Abdou Fall, un ingénieur sénégalais établi en Haïti, n’est pas de cet avis; il conseille plutôt à son ami Manolo de construire une choucoune, sorte de petit bâtiment typiquement local, léger et coiffé en toit de chaume. « Je suis pour la choucounette. J’avais déjà un problème avec cette coupole qui répercutait des échos », confie l’ingénieur. Pour l’hôtel, toute la structure doit-elle être mise par terre ? L’ingénieur Fall ne va pas jusque-là. « Ses bâtiments méritent d’être renforcés. Même s’ils résistent, on ne peut pas dire qu’ils en sont indemnes », s’inquiète ce client du Manolo Inn.
Les conseils d’Abdou Fall ne sont pas tombés dans l’oreille d’un sourd. Manolo risque une parole empreinte de regret : « Pour la coupole, j’y tenais et j’y tiens jusqu’à présent. Mais j’écoute aussi les conseils de l’ingénieur. Du choc des idées jaillit la lumière. J’avais vu qu’on pouvait faire de grandes ouvertures et que la coupole en elle-même est solide ; mais lui, il me fait voir que les clients risquent d’avoir peur d’entrer là-dedans parce que c’est déjà renversé. On va réfléchir et voir ce qui est préférable à faire. »

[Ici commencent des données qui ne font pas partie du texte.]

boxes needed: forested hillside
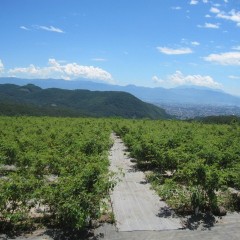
[0,84,170,119]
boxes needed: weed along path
[109,133,182,231]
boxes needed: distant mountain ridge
[0,83,170,119]
[1,77,240,107]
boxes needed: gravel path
[109,133,182,231]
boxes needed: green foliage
[0,84,171,119]
[193,115,240,125]
[1,115,240,231]
[113,118,240,213]
[0,117,112,230]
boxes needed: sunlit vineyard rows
[113,119,240,214]
[0,117,112,230]
[0,117,239,231]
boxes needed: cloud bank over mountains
[0,59,114,83]
[152,71,221,89]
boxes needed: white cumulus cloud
[190,0,198,5]
[8,59,114,83]
[152,75,164,84]
[168,71,221,88]
[191,41,200,46]
[204,52,240,65]
[157,47,193,55]
[216,9,240,27]
[210,7,220,14]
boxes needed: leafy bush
[0,117,112,230]
[113,119,240,214]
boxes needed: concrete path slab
[109,133,182,231]
[95,214,240,240]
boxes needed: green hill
[0,84,171,119]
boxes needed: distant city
[156,103,240,120]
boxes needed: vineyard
[0,117,240,232]
[0,117,113,231]
[113,119,240,215]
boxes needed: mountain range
[0,83,170,119]
[1,77,240,107]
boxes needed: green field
[0,117,239,231]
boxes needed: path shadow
[182,213,216,230]
[156,206,176,218]
[127,168,137,173]
[139,180,148,184]
[0,222,36,239]
[127,163,138,173]
[45,228,94,240]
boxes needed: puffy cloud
[0,60,4,73]
[167,71,221,88]
[8,59,114,83]
[190,0,198,5]
[38,25,64,33]
[216,9,240,27]
[153,71,221,88]
[198,22,220,28]
[157,47,193,55]
[210,7,220,14]
[152,75,164,84]
[204,52,240,65]
[9,64,40,75]
[191,41,200,46]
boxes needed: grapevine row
[113,119,240,214]
[0,117,112,230]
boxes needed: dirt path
[109,133,182,231]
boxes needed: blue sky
[0,0,240,95]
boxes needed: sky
[0,0,240,95]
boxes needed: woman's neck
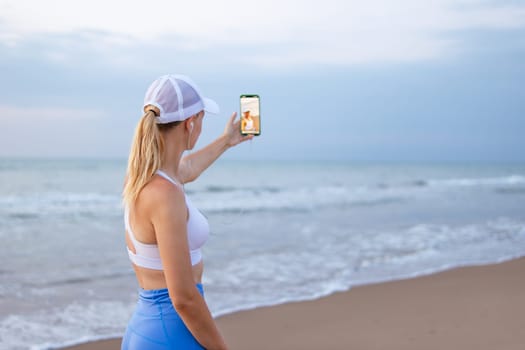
[160,128,187,181]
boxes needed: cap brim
[203,97,220,115]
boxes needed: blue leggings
[121,284,205,350]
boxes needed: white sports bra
[124,169,209,269]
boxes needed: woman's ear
[185,117,194,132]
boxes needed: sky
[0,0,524,162]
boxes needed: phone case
[240,94,261,136]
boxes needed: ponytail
[122,108,164,207]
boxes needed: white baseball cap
[144,74,220,124]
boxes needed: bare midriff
[131,259,204,290]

Qu’est-ce qui est préférable, Manolo ? « Je reste dans l’hôtellerie et je vais me battre comme je peux pour réaménager la coupole ou une choucounette. On va examiner les questions. »

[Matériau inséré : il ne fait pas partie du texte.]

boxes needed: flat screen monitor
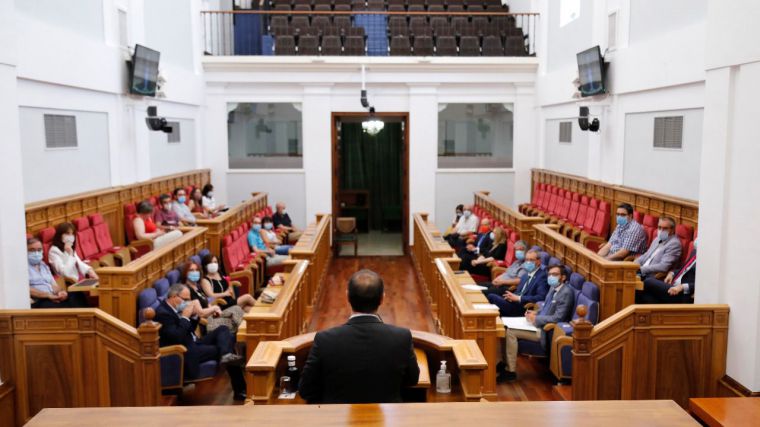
[577,46,606,97]
[129,44,160,97]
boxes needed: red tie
[675,254,696,282]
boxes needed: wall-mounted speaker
[578,106,589,131]
[588,118,600,132]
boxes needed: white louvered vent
[167,121,181,143]
[653,116,684,149]
[44,114,78,149]
[608,12,617,50]
[559,121,572,143]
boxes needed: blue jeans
[275,245,292,255]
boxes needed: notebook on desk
[68,278,99,291]
[501,316,539,333]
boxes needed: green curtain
[340,122,402,231]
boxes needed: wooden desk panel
[195,192,268,258]
[473,191,544,246]
[689,397,760,427]
[27,400,699,426]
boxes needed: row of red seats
[632,211,695,266]
[519,183,610,251]
[221,205,279,294]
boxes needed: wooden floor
[177,255,561,405]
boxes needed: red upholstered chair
[72,217,109,267]
[558,193,580,235]
[675,224,694,265]
[642,214,660,245]
[222,238,255,295]
[39,227,56,263]
[571,198,598,241]
[580,201,610,251]
[89,213,136,266]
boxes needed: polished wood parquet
[177,255,561,405]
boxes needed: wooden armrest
[159,345,187,356]
[129,239,154,252]
[230,280,242,288]
[64,277,77,286]
[580,233,606,250]
[523,302,537,311]
[412,348,431,388]
[542,323,556,332]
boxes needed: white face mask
[281,209,287,215]
[207,262,219,274]
[207,191,213,198]
[63,235,75,245]
[463,210,472,218]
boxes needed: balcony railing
[201,9,538,57]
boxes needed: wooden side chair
[335,217,358,256]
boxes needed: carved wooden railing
[0,309,161,426]
[474,191,544,246]
[246,330,487,404]
[96,227,208,326]
[25,169,210,246]
[529,169,699,232]
[431,258,503,400]
[288,213,332,309]
[196,192,269,258]
[237,260,310,362]
[572,304,729,408]
[533,223,639,320]
[411,213,456,312]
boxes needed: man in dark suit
[638,245,697,304]
[487,249,549,317]
[299,269,419,404]
[154,283,246,400]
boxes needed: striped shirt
[608,220,648,255]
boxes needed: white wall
[227,171,307,227]
[623,108,703,200]
[434,171,515,232]
[149,117,197,177]
[544,117,589,176]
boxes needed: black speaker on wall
[578,106,589,131]
[588,118,600,132]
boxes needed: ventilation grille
[44,114,78,149]
[653,116,683,149]
[167,121,181,143]
[559,121,572,143]
[608,12,617,49]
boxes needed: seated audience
[634,217,681,278]
[200,254,256,313]
[153,194,180,228]
[273,202,301,243]
[597,203,648,261]
[458,218,491,263]
[261,216,293,255]
[28,237,86,308]
[48,222,98,282]
[172,187,197,226]
[486,249,548,317]
[155,283,246,400]
[499,264,575,382]
[133,201,183,249]
[481,240,529,295]
[462,226,507,278]
[445,204,479,248]
[201,184,226,215]
[299,270,419,403]
[638,240,697,304]
[444,204,465,235]
[182,261,245,333]
[189,188,210,218]
[247,216,289,266]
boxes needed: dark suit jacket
[155,300,205,378]
[515,267,549,305]
[673,249,697,294]
[299,315,419,404]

Après un séisme, surviennent des drames intérieurs. Les fissures sont là dans les répliques et attendent des réponses.
Manolo, septuagénaire, huit enfants, vit au ralenti. Les activités de son hôtel sont paralysées depuis que les bandits de Martissant ont sciemment décidé de couper le grand Sud du reste d’Haïti. Un tremblement de terre après onze ans d’intervalle est l’évènement auquel il n’était pas préparé à vivre. Trop de drames du pays ont affecté celui qui s’attendait à une éclaircie dans l’industrie touristique d’Haïti, de la sécurité publique, et encore une bouffée d’espoir pour redresser Le Manolo Inn.
L’homme a vécu deux séismes majeurs. En 2010, il a failli laisser sa peau, à Port-au-Prince, dans une maison où il faisait sa sieste. Onze ans plus tard, le destin réapparaît sous les mêmes traits sismiques, cette fois-ci dans les Nippes.
Quels signes décèlent Manolo dans la trame de ces deux événements meurtriers ?
« Deux fois sauvé ! Je me dis : pour Dieu, j’ai une mission à accomplir; je ne sais laquelle », philosophe le parfait aventurier des Nippes.